Interventional vascular techniques

  A wide range of interventional vascular techniques has developed from basic angiographic principles and has had a profound impact on many aspects of medicine and surgery.

  Vascular therapy

By selective arterial cannulation it is possible to deliver a high local dose of a chemotherapeutic agent to the feeding vessels of a tumour. This technique has been used with success for liver turnouts, particular hepatocellular carcinoma, metastatic colorectal cancer and ocular melanoma.

There has been a resurgence of interest in the potential of low dose intra-arterial infusion of thrombolytic agents in peripheral arterial thromboembolic occlusion. The choice of therapy between surgical embolectomy and thrombolysis is controversial.

In patients with recurrent or threatened pulmonary embolisation from lower extremity or pelvic thrombus, inferior vena caval filters may be inserted percutaneously, from either a femoral or jugular approach to prevent the passage of a major embolus. A femoral approach is appropriate if the thrombus does not extend proximally into the inferior vena cava and if the contralateral femoral and pelvic veins are patent. Otherwise, a jugular approach is indicated, assuming the superior vena cava is patent.

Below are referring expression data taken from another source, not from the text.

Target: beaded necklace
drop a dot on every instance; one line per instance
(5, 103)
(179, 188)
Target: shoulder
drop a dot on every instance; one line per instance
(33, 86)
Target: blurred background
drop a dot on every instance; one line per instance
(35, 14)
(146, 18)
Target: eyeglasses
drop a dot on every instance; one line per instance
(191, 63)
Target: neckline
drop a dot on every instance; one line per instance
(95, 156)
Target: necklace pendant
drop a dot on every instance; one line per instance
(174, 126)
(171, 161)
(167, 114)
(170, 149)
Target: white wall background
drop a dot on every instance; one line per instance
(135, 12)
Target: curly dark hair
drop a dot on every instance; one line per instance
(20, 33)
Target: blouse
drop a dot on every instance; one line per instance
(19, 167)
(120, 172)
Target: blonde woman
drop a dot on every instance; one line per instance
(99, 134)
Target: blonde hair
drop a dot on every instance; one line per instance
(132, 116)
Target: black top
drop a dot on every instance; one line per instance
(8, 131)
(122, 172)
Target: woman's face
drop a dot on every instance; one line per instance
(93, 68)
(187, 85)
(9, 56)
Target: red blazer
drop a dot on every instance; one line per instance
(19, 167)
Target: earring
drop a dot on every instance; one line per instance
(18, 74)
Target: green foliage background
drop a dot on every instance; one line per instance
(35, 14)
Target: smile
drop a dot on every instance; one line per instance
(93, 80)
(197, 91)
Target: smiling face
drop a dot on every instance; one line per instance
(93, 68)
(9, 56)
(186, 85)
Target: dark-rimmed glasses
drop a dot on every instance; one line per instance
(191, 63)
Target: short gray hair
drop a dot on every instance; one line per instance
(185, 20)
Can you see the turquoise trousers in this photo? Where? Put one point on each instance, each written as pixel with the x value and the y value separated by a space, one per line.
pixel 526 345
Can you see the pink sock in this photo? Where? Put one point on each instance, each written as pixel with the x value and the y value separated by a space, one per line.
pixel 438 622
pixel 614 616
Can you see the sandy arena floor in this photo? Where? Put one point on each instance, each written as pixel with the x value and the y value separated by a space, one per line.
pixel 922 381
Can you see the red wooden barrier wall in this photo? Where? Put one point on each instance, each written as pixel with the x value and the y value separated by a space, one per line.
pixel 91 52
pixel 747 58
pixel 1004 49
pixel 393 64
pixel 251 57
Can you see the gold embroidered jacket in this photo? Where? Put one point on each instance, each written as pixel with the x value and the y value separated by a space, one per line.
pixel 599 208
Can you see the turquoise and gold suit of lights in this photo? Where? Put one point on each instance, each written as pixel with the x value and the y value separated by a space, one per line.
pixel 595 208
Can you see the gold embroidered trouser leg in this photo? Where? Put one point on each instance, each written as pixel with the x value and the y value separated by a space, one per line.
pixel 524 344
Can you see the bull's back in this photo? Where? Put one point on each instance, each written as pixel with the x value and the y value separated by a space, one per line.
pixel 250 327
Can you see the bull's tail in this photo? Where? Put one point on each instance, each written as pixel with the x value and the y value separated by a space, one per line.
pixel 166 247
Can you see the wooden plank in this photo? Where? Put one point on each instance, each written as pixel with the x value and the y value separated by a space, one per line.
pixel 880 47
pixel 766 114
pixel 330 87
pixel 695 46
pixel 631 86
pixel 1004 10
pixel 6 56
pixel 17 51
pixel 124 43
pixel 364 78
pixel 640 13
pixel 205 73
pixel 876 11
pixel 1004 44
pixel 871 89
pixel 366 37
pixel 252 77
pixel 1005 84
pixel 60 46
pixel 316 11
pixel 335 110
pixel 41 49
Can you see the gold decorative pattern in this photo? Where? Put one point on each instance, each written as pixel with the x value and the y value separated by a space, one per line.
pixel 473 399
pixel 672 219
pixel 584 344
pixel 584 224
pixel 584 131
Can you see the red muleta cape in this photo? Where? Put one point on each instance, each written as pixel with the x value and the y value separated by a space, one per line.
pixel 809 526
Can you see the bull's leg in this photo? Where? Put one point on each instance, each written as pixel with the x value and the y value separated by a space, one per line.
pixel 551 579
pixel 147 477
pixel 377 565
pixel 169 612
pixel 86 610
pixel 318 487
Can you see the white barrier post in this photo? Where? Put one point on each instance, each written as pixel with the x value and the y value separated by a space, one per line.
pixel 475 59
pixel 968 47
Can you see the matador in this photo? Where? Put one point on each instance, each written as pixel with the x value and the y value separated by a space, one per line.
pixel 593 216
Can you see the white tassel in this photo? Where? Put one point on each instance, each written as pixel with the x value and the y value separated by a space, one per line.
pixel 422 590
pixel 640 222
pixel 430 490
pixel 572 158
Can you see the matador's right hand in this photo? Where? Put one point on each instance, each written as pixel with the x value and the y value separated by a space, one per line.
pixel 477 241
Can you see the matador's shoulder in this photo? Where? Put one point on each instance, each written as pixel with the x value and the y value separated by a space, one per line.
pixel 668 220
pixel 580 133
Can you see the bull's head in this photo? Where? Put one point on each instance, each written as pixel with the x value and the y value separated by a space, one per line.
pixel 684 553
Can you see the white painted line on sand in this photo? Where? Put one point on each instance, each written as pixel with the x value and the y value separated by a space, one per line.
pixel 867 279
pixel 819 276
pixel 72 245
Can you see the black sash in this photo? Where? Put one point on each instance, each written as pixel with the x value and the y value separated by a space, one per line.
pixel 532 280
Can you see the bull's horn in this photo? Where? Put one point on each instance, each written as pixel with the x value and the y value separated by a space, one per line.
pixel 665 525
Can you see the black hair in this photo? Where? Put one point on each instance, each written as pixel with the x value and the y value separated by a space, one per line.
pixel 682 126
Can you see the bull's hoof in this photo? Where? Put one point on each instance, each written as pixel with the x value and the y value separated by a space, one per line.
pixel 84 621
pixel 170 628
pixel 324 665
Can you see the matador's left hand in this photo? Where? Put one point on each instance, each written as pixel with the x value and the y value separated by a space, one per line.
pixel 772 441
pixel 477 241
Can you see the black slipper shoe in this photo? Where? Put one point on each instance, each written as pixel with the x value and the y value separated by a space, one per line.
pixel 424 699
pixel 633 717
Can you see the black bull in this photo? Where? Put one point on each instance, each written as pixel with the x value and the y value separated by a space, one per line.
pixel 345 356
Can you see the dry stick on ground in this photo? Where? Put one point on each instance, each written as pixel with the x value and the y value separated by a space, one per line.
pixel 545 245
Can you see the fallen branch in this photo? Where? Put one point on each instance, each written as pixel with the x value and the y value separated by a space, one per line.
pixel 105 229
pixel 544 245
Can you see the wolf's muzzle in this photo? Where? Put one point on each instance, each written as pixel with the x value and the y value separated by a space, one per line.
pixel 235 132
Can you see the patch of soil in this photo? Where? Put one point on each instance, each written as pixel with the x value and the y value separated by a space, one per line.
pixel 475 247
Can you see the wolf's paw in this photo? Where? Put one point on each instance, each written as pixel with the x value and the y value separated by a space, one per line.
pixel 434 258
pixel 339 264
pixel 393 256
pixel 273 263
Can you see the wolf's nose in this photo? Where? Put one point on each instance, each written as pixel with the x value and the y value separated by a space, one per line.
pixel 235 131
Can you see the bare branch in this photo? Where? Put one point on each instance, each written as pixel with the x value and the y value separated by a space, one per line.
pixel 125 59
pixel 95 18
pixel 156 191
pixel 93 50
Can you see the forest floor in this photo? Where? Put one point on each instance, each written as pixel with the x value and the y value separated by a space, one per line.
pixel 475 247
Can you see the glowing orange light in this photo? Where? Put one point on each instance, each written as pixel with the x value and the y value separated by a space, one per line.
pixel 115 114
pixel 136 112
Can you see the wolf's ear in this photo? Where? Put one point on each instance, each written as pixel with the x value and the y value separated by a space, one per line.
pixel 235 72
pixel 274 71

Management of vascular obstruction

Percutaneous transluminal angioplasty

  This technique of balloon dilatation of a vascular stenosis, with the aim of increasing blood flow and improving perfusion, has had a profound impact on the treatment of vascular disease. Initially described by Dotter and Judkins in 1964, the technique has undergone many modifications and now provides a lower risk alternative treatment to surgical bypass graft.

  Indications include:

   peripheral vascular disease with relatively short occlusions (10—15 cm in length);

   ischaemic heart disease with coronary artery stenosis;

   hypertension or chronic renal failure with renal transplant artery stenosis;

   mesenteric/coeliac artery stenosis.

The technical success rate for femoral and popliteal angioplasty is between 85 and 95 per cent for stenoses with a 20—70 per cent patency rate at 5 years (Fig. 2.41). Complications include local haemorrhage and haematoma, false aneurysm formation at the puncture site, subintimal dissection and arterial perforation. The incidence of peripheral embolisation of atheromatous deposits is low, reported as between 3 and 5 per cent of cases and rarely resulting in clinically apparent ischaemia.

  Vascular stenting

  In 1988, Palmaz reported the use of intravascular stents in atherosclerotic arterial stenosis. The therapeutic potential of expanding metal stents in vascular disease is great and stents are being successfully used in renal ostial stenosis, abdominal aortic aneurysm repair, coronary artery disease and other major peripheral vessels. A major problem of intravascular stents is their thrombogenic potential as fibrin and platelets are deposited within the mesh of the stent. This can be inhibited by anticoagulation and over a period of weeks endothelialisation of the stent occurs. It is likely that with further technical developments, stents will be developed that will be antithrombotic, encourage endothelialisation and inhibit neo-intimal hyperplasia.

Transjugular intrahepatic porto-systemic shunt

(TIPSS)

A particular use of expanding metal stents has been in the development of TIPSS, which involves the percutaneous creation of a communication between the portal and hepatic venous systems for the relief of portal hypertension (Fig. 2.42). This procedure was first performed by Richter in 1988 and is now firmly established as an alternative to surgery in patients with recurrent variceal bleeding who are resistant to sclerotherapy or endoscopic banding. The technical success rate is over 90 per cent. The major complication is hepatic encephalopathy which can develop following the procedure. Shunt occlusion may develop, usually as a result of intimal hyperplasia. This may require re-intervention with balloon dilatation or a second stent insertion.  

Therapeutic embolisation

Deliberate vascular embolisation with the aim of occluding a vessel can be achieved using a variety of different materials including gelatin, sponge fragments, polyvinyl alcohol foam particles (PVA) and spiral metal coils.

Arterial embolisation may be used in the treatment of:

   acute haemorrhage;

   tumour therapy;

   arterio-venous malformations;

   hypersplenism;

   priaprism.

Venous embolisation is used for treatment of:

   gastro-oesophageal varices;

   testicular varicocele.

  The technique can be performed under local anaesthetic and requires a highly skilled radiologist to position selectively the catheter. The technique is not without risk as accidental embolisation of adjacent normal structures may occur. Tissue necrosis following the procedure may cause pain and fever due to tissue infarction and occasionally results in abscess formation.